Introduzione all’Oscuro
Dir. Gastón Solnicki, Argentina/Austria, 2018, 71m
North American Premiere
The new film from Gastón Solnicki (Kékszakállú, NYFF54) is a tribute to his great friend Hans Hurch, one-time film critic and assistant to Jean-Marie Straub and Danièle Huillet, and director of the Vienna International Film Festival from 1997 to his unexpected death from a heart attack last July at the age of 64. Solnicki pays tribute to Hurch by creating a cinematic form for his own mourning. He doesn’t simply visit his friend’s old haunts, he responds rhythmically, in images and sounds, to Hurch’s recorded voice delivering admonitions and gentle warnings during the editing of an earlier film. Introduzione all’Oscuro is truly a work of the cinema, and a moving communion with a friend whose presence is felt in the memory of the places, the people, the coffee, and the films he loved.

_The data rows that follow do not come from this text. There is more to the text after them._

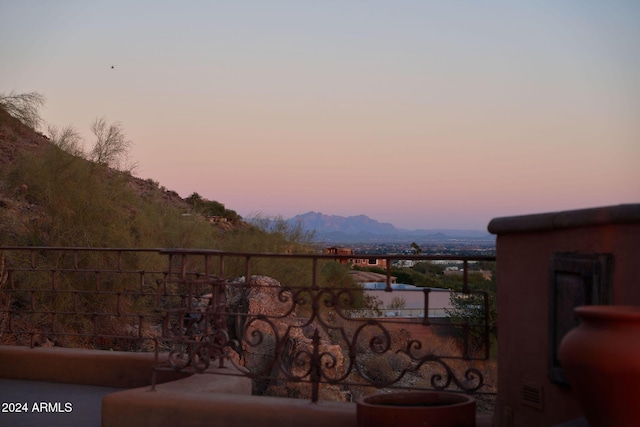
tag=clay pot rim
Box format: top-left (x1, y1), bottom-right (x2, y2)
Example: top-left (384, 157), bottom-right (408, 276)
top-left (356, 391), bottom-right (476, 409)
top-left (574, 305), bottom-right (640, 320)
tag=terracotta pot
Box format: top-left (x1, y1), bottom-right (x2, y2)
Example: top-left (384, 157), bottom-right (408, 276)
top-left (356, 391), bottom-right (476, 427)
top-left (559, 305), bottom-right (640, 427)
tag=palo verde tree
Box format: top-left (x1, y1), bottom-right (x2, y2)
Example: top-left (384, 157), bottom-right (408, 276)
top-left (89, 117), bottom-right (132, 170)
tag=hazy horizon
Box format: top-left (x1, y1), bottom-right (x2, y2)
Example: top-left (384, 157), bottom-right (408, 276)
top-left (0, 0), bottom-right (640, 230)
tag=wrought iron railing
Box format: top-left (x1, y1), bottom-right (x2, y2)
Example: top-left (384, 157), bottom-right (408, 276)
top-left (0, 247), bottom-right (495, 402)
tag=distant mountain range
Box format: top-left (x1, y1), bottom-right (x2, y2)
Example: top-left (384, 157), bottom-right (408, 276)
top-left (288, 212), bottom-right (495, 243)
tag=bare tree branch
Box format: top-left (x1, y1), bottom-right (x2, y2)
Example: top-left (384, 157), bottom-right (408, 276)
top-left (89, 117), bottom-right (132, 170)
top-left (47, 125), bottom-right (85, 157)
top-left (0, 92), bottom-right (47, 129)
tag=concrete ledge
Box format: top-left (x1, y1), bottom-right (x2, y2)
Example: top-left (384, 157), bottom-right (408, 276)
top-left (488, 204), bottom-right (640, 234)
top-left (0, 346), bottom-right (187, 388)
top-left (102, 368), bottom-right (357, 427)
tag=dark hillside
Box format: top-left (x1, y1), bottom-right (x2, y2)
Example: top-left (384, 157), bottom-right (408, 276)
top-left (0, 107), bottom-right (238, 247)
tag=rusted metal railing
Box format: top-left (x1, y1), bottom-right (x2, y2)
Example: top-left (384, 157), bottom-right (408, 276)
top-left (0, 247), bottom-right (495, 402)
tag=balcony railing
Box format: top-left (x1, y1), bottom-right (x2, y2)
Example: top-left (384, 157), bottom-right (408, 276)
top-left (0, 247), bottom-right (495, 402)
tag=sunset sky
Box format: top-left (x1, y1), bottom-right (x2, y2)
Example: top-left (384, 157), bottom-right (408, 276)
top-left (0, 0), bottom-right (640, 229)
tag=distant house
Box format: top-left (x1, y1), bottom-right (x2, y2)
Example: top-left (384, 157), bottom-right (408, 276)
top-left (324, 246), bottom-right (387, 268)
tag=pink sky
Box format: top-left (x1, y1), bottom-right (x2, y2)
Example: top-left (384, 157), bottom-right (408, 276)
top-left (0, 0), bottom-right (640, 229)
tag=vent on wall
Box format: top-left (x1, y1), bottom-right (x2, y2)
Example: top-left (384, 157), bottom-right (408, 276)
top-left (520, 382), bottom-right (543, 411)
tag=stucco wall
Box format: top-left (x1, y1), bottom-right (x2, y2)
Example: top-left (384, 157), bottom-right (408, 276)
top-left (489, 205), bottom-right (640, 427)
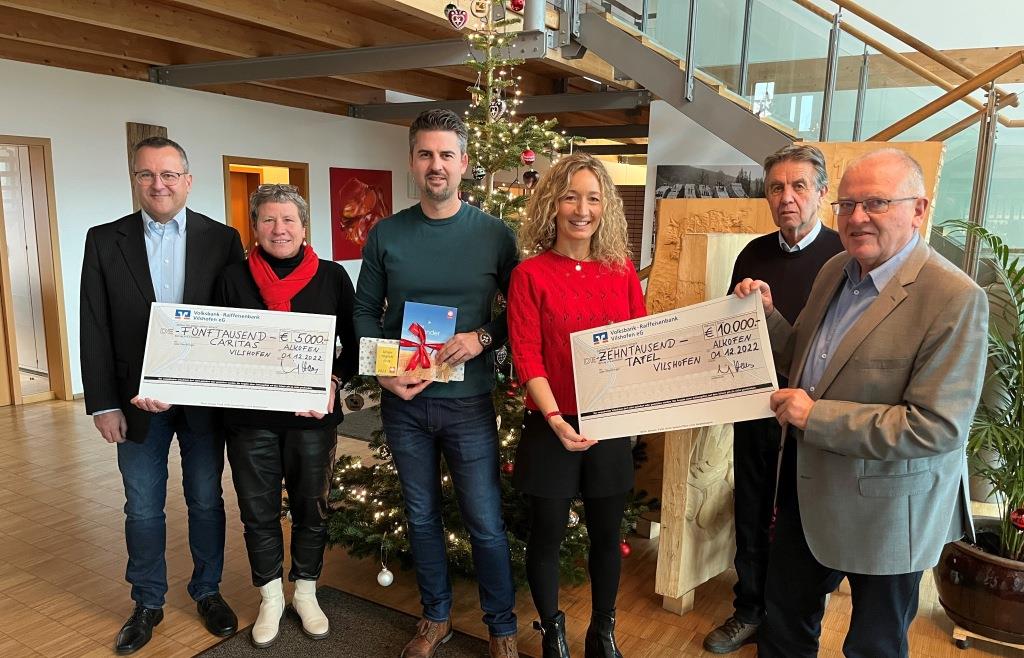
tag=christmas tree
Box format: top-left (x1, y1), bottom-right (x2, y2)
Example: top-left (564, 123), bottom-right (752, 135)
top-left (330, 0), bottom-right (646, 584)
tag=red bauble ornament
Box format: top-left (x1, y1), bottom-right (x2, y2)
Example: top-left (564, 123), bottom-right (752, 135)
top-left (1010, 508), bottom-right (1024, 530)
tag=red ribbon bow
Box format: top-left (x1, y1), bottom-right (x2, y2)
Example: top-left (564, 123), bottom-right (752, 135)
top-left (398, 322), bottom-right (444, 372)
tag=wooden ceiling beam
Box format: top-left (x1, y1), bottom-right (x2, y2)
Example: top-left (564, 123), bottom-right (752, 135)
top-left (0, 7), bottom-right (384, 104)
top-left (0, 0), bottom-right (466, 98)
top-left (0, 37), bottom-right (150, 80)
top-left (166, 0), bottom-right (552, 95)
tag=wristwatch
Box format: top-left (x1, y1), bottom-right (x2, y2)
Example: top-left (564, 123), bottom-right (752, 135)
top-left (476, 327), bottom-right (495, 349)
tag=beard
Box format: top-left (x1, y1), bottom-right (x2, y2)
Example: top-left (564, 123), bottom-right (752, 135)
top-left (420, 172), bottom-right (455, 204)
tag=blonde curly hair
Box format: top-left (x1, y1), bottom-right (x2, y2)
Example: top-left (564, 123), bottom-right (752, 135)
top-left (519, 152), bottom-right (630, 268)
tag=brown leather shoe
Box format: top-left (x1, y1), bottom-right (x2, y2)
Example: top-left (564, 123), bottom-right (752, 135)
top-left (703, 617), bottom-right (758, 654)
top-left (488, 635), bottom-right (519, 658)
top-left (401, 619), bottom-right (452, 658)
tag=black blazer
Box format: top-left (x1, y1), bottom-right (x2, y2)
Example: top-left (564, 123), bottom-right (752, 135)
top-left (81, 210), bottom-right (245, 443)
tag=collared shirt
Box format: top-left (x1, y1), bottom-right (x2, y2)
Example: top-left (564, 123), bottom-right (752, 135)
top-left (778, 219), bottom-right (821, 253)
top-left (142, 208), bottom-right (185, 304)
top-left (800, 233), bottom-right (921, 393)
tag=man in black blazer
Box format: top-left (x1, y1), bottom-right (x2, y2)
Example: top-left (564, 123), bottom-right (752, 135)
top-left (81, 137), bottom-right (244, 655)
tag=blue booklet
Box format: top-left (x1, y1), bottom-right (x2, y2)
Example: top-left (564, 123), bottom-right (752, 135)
top-left (398, 302), bottom-right (465, 382)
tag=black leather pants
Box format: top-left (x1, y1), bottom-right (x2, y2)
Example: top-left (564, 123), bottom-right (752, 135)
top-left (227, 426), bottom-right (338, 587)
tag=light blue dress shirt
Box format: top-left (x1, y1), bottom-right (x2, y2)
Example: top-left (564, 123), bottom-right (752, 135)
top-left (778, 219), bottom-right (821, 252)
top-left (800, 232), bottom-right (921, 394)
top-left (142, 208), bottom-right (185, 304)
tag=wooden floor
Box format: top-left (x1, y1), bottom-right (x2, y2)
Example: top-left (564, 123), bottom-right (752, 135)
top-left (0, 402), bottom-right (1021, 658)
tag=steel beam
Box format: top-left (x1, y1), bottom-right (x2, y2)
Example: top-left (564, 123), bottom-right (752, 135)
top-left (150, 30), bottom-right (548, 87)
top-left (577, 13), bottom-right (793, 162)
top-left (562, 124), bottom-right (648, 139)
top-left (348, 89), bottom-right (651, 121)
top-left (575, 144), bottom-right (647, 156)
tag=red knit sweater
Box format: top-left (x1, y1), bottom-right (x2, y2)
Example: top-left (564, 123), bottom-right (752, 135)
top-left (508, 251), bottom-right (647, 415)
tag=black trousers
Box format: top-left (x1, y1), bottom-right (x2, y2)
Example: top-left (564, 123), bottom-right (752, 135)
top-left (526, 491), bottom-right (629, 620)
top-left (758, 437), bottom-right (922, 658)
top-left (227, 426), bottom-right (338, 587)
top-left (732, 419), bottom-right (782, 624)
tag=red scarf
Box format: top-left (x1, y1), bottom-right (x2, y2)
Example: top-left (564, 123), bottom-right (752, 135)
top-left (249, 245), bottom-right (319, 311)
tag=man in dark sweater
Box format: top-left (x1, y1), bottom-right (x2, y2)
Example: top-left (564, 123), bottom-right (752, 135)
top-left (354, 109), bottom-right (518, 658)
top-left (703, 144), bottom-right (843, 654)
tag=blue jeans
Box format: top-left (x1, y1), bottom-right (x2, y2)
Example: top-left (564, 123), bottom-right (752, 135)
top-left (118, 407), bottom-right (224, 608)
top-left (381, 391), bottom-right (517, 637)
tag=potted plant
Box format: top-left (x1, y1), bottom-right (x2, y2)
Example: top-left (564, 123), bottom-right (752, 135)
top-left (934, 220), bottom-right (1024, 646)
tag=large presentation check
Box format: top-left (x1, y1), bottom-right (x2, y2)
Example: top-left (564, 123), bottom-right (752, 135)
top-left (569, 294), bottom-right (778, 439)
top-left (138, 304), bottom-right (336, 412)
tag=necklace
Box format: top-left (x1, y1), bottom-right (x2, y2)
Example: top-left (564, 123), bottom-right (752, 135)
top-left (551, 247), bottom-right (590, 272)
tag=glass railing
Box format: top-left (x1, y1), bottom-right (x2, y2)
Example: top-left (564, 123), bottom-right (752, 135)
top-left (569, 0), bottom-right (1024, 254)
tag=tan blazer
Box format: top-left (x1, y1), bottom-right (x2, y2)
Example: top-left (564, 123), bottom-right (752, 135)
top-left (768, 239), bottom-right (988, 574)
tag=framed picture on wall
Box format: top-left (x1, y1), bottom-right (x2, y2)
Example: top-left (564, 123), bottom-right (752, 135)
top-left (331, 167), bottom-right (392, 261)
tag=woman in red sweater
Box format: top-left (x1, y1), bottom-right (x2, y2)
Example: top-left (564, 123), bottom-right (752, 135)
top-left (508, 153), bottom-right (646, 658)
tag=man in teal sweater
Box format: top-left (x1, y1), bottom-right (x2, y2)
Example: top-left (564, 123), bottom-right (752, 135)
top-left (354, 109), bottom-right (518, 658)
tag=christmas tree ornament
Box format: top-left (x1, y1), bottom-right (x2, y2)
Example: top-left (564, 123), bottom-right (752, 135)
top-left (1010, 508), bottom-right (1024, 530)
top-left (487, 98), bottom-right (509, 121)
top-left (469, 0), bottom-right (490, 18)
top-left (447, 7), bottom-right (469, 30)
top-left (568, 510), bottom-right (580, 528)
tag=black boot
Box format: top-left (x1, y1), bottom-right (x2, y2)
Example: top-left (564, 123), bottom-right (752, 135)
top-left (584, 611), bottom-right (623, 658)
top-left (534, 610), bottom-right (569, 658)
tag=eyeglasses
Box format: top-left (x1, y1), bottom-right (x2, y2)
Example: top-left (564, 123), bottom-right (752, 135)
top-left (256, 183), bottom-right (299, 193)
top-left (132, 171), bottom-right (188, 187)
top-left (830, 196), bottom-right (920, 215)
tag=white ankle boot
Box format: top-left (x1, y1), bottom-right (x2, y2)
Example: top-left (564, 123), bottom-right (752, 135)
top-left (253, 578), bottom-right (285, 649)
top-left (292, 580), bottom-right (330, 640)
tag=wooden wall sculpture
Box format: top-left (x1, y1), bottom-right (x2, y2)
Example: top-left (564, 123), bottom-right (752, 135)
top-left (651, 142), bottom-right (943, 614)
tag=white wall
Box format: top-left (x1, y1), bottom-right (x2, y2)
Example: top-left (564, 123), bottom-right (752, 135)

Searching for Ingmar Bergman
Dir. Margarethe von Trotta, Germany/France, 2018, 99m
U.S. Premiere
On the occasion of Ingmar Bergman’s centenary comes this lovely, personal film from one of his greatest admirers, Margarethe von Trotta. This is a tribute from an artist with a such a deep affinity for the subject that it opens to genuine and sometimes disquieting inquiry. In his writings and in his films, Bergman himself strove for an honest accounting and true self-revelation, but it is fascinating to hear and see the observations of loved ones and collaborators (often one and the same), particularly his son Daniel, whose relationship with his father was multi-layered. A rich and quietly absorbing portrait of an immense artist. An Oscilloscope Laboratories release.